A revision of local financial laws is opening the doors for a higher level of shareholder engagement, empowering the role of pension funds in South Korea, including the world’s third-largest National Pension Service.
In forthcoming shareholder meetings slated for March, the NPS is likely to hold sway over those listed on what is equivalent to a “focus list” by the California Public Employees’ Retirement System, out of more than 300 portfolio companies trading on the domestic stock market -- in which the NPS holds over 5 percent stake.
When it comes to changing a company’s articles of association to improve corporate governance and urging the amendments in dividend payouts and executive salaries, the institutional investors with at least 5 percent voting rights will no longer be required to disclose their actions within five trading days.

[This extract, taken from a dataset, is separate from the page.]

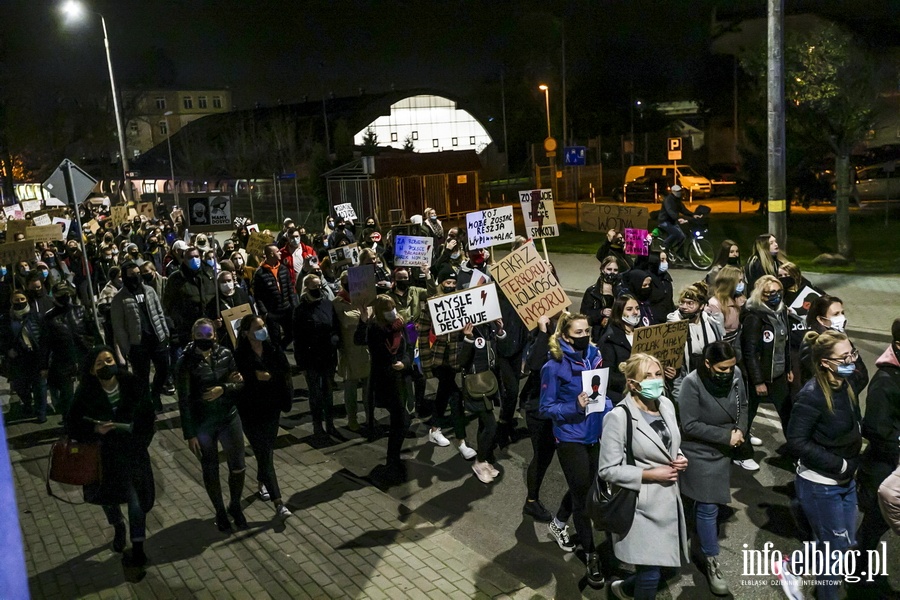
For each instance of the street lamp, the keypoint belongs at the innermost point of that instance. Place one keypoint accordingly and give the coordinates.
(171, 164)
(74, 11)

Also, such institutional investors will no longer be forced to file disclosures regarding a change in their stock holdings over 1 percentage point, within five trading days.
Instead, such actions can be disclosed the following month, as they are viewed as “not intended to affect business.”

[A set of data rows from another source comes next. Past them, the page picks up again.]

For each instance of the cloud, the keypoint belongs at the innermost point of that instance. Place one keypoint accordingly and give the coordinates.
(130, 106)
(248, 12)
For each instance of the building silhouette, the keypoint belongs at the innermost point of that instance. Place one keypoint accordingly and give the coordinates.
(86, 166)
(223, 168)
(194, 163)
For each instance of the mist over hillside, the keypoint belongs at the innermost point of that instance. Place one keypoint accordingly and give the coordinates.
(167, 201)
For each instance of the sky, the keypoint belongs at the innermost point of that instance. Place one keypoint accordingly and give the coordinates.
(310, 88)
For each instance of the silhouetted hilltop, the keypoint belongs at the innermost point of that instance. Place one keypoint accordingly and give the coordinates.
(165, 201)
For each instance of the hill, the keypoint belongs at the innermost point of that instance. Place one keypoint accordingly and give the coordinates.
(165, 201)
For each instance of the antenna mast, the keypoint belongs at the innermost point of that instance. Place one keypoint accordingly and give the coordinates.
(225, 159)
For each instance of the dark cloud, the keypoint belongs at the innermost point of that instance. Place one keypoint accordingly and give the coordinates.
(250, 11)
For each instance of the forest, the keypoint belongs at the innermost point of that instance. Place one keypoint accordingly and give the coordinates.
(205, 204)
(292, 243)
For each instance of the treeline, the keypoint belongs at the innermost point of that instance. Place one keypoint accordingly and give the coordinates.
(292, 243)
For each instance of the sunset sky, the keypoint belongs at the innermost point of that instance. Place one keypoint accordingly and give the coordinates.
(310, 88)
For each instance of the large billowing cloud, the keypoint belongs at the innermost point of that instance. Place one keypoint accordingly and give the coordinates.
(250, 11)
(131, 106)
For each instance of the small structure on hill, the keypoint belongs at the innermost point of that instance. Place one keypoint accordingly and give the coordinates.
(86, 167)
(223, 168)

The NPS will also be given leeway when disclosing that it demanded a nomination or dismissal of a company executive, in that its regulatory filing within five trading days can come in an abridged form.
This adds to its capability to file a lawsuit representing other shareholders.

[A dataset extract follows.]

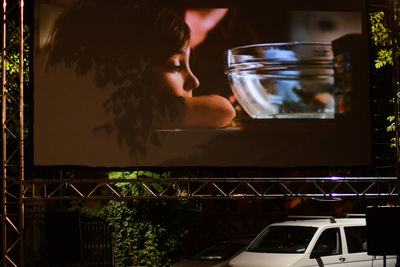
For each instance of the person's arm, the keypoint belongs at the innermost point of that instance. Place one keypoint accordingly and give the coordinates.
(209, 111)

Companies subject to the NPS’ shareholder engagement include Hyosung, Daelim and Samsung Heavy Industries.
The revisions of laws -- the Commercial Act, enforcement decree of the National Pension Act and enforcement decree of the Capital Markets Act -- was approved by the Cabinet on Tuesday and is expected to go into effect starting Feb. 1.
The business circle has expressed deep concerns, saying the revisions will “undermine the independence of corporates.”